7話 ソラの本気
〜ソラ視点〜
危なかった。後もう少し遅かったら本当にラシャードさんが〈調教〉されていた。
それくらい、あの状態は危険だ。
能力に意識がのまれたのか、サイコパスのような思考回路になり、他人の絶望顔を好んだり、自分の思い通りにしたいと思うようになる。
「ソラ。次はソラだよ」
ほんの少しだけ疲れた顔で、ミムは言う。

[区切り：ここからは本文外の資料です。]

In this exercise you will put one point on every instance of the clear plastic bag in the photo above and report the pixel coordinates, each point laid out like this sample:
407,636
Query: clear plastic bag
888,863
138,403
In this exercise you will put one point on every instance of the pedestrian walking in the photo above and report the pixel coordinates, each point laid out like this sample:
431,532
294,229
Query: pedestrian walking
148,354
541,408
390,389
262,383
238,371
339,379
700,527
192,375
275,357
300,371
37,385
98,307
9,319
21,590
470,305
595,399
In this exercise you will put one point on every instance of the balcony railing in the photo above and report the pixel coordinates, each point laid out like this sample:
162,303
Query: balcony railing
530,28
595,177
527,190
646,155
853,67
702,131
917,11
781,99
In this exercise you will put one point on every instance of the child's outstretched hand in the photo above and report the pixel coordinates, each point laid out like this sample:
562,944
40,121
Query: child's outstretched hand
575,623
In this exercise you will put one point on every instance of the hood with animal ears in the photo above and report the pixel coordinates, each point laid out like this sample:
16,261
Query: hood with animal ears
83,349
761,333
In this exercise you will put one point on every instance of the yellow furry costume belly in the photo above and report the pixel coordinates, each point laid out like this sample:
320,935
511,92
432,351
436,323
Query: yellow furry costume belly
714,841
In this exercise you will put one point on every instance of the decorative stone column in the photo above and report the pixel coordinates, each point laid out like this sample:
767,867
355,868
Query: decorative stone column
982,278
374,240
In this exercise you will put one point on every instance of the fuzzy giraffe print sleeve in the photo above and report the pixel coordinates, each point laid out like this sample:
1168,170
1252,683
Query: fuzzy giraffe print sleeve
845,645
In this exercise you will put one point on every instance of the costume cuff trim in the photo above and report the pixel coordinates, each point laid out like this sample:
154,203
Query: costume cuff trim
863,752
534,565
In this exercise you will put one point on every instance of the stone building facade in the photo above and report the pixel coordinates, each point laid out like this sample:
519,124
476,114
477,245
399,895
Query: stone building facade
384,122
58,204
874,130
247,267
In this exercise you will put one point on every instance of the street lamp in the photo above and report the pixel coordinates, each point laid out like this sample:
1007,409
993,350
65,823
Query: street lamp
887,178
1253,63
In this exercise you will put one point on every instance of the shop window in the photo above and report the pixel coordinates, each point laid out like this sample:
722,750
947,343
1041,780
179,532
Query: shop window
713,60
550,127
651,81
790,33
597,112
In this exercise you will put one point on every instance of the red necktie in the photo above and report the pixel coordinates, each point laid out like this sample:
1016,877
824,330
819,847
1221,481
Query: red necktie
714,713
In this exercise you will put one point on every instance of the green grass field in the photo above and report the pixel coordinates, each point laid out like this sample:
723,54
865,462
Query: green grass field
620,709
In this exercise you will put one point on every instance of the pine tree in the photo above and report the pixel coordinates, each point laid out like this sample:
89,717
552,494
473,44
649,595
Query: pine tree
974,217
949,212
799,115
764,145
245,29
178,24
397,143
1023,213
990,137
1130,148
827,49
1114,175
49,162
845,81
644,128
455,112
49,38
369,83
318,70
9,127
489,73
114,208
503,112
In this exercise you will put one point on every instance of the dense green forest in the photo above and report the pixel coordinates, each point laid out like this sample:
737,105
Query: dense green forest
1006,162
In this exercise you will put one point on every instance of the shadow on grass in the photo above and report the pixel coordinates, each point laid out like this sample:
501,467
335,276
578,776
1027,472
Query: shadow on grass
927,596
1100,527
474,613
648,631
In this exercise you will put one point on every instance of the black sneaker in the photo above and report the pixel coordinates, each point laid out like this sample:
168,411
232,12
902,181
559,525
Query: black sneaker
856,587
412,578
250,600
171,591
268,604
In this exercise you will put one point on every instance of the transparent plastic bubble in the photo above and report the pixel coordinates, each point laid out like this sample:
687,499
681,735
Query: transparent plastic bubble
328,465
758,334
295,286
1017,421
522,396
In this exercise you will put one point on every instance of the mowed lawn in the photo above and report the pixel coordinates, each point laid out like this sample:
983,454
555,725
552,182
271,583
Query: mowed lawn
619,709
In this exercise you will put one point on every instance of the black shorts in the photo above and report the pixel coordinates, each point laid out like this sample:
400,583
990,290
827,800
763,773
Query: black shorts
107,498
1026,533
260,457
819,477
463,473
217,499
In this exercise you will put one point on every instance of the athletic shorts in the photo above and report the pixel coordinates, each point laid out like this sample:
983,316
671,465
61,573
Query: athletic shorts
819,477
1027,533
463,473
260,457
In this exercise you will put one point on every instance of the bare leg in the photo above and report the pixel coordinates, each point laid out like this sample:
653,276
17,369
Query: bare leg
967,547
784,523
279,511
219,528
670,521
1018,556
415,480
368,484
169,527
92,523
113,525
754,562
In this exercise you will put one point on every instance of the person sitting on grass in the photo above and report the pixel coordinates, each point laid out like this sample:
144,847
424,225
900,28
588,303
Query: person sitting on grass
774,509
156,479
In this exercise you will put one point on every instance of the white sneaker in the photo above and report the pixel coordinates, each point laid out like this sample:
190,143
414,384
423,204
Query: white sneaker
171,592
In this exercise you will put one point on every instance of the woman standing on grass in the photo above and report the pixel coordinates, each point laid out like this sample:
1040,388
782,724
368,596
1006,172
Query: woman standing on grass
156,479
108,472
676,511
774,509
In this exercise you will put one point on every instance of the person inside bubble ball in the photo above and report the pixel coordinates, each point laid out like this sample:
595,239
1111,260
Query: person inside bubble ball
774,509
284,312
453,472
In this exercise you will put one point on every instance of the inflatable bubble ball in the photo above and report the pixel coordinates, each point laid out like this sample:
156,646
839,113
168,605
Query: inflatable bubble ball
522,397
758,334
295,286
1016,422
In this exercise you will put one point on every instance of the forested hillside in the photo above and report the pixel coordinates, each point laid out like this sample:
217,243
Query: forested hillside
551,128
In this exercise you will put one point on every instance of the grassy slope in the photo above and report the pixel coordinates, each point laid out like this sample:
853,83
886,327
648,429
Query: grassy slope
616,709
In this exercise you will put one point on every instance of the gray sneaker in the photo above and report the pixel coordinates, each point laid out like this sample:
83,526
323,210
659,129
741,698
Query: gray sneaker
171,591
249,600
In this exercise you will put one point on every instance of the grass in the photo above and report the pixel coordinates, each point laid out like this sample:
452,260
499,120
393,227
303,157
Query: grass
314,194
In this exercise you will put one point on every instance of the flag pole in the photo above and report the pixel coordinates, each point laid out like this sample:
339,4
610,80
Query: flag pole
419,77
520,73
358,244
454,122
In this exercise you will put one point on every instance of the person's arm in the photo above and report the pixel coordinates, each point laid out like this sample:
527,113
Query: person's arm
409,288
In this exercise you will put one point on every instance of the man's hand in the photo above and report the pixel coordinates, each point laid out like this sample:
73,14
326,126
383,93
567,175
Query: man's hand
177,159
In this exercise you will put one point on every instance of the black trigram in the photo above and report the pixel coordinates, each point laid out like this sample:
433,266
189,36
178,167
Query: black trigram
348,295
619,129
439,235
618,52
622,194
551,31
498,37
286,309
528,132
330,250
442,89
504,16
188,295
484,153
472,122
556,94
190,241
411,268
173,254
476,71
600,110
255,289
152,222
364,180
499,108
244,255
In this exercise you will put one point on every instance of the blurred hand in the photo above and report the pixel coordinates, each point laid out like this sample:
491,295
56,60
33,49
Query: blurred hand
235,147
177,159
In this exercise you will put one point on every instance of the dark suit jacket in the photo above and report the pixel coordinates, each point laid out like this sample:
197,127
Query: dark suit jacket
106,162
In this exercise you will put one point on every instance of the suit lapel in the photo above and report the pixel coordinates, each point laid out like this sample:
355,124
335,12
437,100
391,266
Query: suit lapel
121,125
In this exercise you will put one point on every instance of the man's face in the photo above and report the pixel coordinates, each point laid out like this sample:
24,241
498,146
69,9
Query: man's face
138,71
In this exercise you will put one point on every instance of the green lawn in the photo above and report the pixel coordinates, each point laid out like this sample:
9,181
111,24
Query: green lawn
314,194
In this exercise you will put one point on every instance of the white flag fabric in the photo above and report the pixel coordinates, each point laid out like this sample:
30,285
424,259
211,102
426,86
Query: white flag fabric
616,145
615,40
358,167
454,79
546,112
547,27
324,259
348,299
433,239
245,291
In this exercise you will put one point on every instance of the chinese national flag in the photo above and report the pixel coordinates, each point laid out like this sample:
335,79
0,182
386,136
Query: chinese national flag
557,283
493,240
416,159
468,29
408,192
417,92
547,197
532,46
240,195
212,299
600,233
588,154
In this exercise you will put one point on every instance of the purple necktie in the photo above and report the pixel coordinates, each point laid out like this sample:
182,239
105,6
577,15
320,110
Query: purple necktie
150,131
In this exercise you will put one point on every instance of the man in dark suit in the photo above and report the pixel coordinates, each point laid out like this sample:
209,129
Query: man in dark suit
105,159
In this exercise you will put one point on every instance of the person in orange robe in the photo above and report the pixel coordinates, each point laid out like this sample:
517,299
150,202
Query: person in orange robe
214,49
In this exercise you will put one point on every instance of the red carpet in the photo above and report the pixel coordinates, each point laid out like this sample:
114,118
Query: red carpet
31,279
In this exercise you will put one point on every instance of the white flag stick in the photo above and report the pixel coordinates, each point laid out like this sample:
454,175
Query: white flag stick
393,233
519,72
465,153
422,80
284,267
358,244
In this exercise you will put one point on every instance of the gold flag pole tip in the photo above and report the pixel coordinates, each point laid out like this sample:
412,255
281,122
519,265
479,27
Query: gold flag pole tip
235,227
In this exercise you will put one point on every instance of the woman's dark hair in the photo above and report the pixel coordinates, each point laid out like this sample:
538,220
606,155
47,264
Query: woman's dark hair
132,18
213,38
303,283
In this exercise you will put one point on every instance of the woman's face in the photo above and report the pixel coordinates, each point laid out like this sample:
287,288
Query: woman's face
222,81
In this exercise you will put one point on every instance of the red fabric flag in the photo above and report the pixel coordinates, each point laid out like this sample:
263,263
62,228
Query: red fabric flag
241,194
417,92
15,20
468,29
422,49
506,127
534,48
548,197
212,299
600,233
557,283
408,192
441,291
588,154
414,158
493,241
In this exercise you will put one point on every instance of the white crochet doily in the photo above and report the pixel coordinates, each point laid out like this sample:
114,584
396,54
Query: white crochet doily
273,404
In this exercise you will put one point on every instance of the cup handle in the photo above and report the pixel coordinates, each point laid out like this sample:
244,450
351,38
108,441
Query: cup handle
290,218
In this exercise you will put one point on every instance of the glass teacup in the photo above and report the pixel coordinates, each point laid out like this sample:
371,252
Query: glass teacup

その肩には、さっき調教したドラゴン。
ミムは、戦いの中で『自分が生きていると認識さえすれば良い』と言った。
正確には、"生きている"と認識した上で、対象を目で見るか、声を聞かせるか、相手の体や力に触れることで、自身の持つ魔力を流して調教している。
だから、それらを潰されるとミムは動けないのだが…まあ、そんな状況に置かれることが滅多にない為、ほぼ意味のないデメリットだ。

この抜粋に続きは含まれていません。